There is still another requirement mentioned by the Prophet Micah in chapter 6: we are to “walk humbly” with our God. (vs. 8) As far as the abstract principle of unselfishness is concerned, there are many in the world who are more or less influenced by it. Thousands of doctors, nurses, relief and charity workers, are wholehearted and self-sacrificing in their efforts to do good, to help the needy, and to relieve suffering. They will have their reward in the day of their visitation, or when the millennial kingdom begins.

Christians, however, should look to the Lord for guidance as to the manner in which their sacrifices are to be made. It is this that is involved in ‘walking humbly’ with God. Not only must the motive be right, but our zeal for good works must be directed by the Word of God if our works are actually to be good. In a general way, God has made his will plain for his people, and to walk humbly before him, it remains only to be guided by his will.

The Gospel Age is not the time for the world to be reformed and converted, so works calculated to bring about such an end would not be in harmony with God’s will. One might lay down his life unselfishly in an attempt to reform the world through political, or other efforts, but in doing so, he would not be walking humbly before God.

God’s work during this age is the call and development of the church, the body of Christ. This is done through the power of the truth, the Word of God. Hence, the truth is given to the brethren to circulate, to promote, to promulgate, in order that it might reach those who have a hearing ear, and that through its mighty power they may be drawn to the Lord, and prepared for joint-heirship in the kingdom. Thus we are commanded to hold forth the Word of life; to let our light shine; to preach the Word; to build one another up in the faith.

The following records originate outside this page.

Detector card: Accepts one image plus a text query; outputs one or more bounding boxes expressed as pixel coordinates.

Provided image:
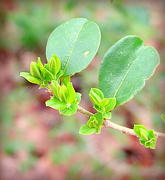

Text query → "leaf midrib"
[64,20,87,74]
[113,46,144,97]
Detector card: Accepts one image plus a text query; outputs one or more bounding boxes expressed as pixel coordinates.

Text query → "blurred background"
[0,0,165,180]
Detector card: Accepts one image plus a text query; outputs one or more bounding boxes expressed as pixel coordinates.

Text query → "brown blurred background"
[0,0,165,180]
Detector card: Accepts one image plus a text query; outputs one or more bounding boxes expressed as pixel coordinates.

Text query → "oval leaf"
[99,36,159,106]
[46,18,101,76]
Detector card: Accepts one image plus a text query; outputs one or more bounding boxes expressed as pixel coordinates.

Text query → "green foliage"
[134,125,156,149]
[89,88,116,118]
[20,18,161,149]
[161,114,165,123]
[46,18,101,76]
[99,36,159,106]
[79,113,104,135]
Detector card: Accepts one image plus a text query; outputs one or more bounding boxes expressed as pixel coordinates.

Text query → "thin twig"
[78,106,165,139]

This Divine program for the people of God has been in operation since Pentecost; and it will continue in operation until the last member of the body of Christ has passed beyond the veil. At the beginning of the second presence of Christ there was a change from sowing to reaping; but the reaping, as well as the sowing, has been accomplished by the same method; namely, the proclamation of the truth. Now, in addition to the general truth of the Gospel, there are the dispensational truths due at the end of the age. These also are to be promulgated; for they, as well as the general message of the Gospel, are essential today for the protection and building up of the brethren.

To walk humbly with God, therefore, means that our love-inspired hearts and minds and bodies will be devoted to this service of the brethren through the ministration of the truth. Beginning with evangelism, and continuing along all lines of activity by which we are able to assist one another in putting on the whole armor of God, our thought should be, first and foremost, directed toward the spiritual welfare of our brethren. In this way the ‘bride’ makes herself ready for union with her heavenly ‘bridegroom’ (Rev. 21:2,9; John 3:29); and in laying down our lives in good works of this nature we are walking humbly with our God.

Let us not, then, assume to decide for ourselves what the Lord wants us to do. He has no private plan for each of us as individuals. His plan and his will concerning the way of sacrifice is the same for all, and if we are walking humbly with our God we will endeavor, through prayer and the study of his Word, to understand his plan clearly, and humbly yield ourselves in obedience to it. The love of God, with its all-consuming power, will find expression in ‘good works’ which will have our Heavenly Father’s approval.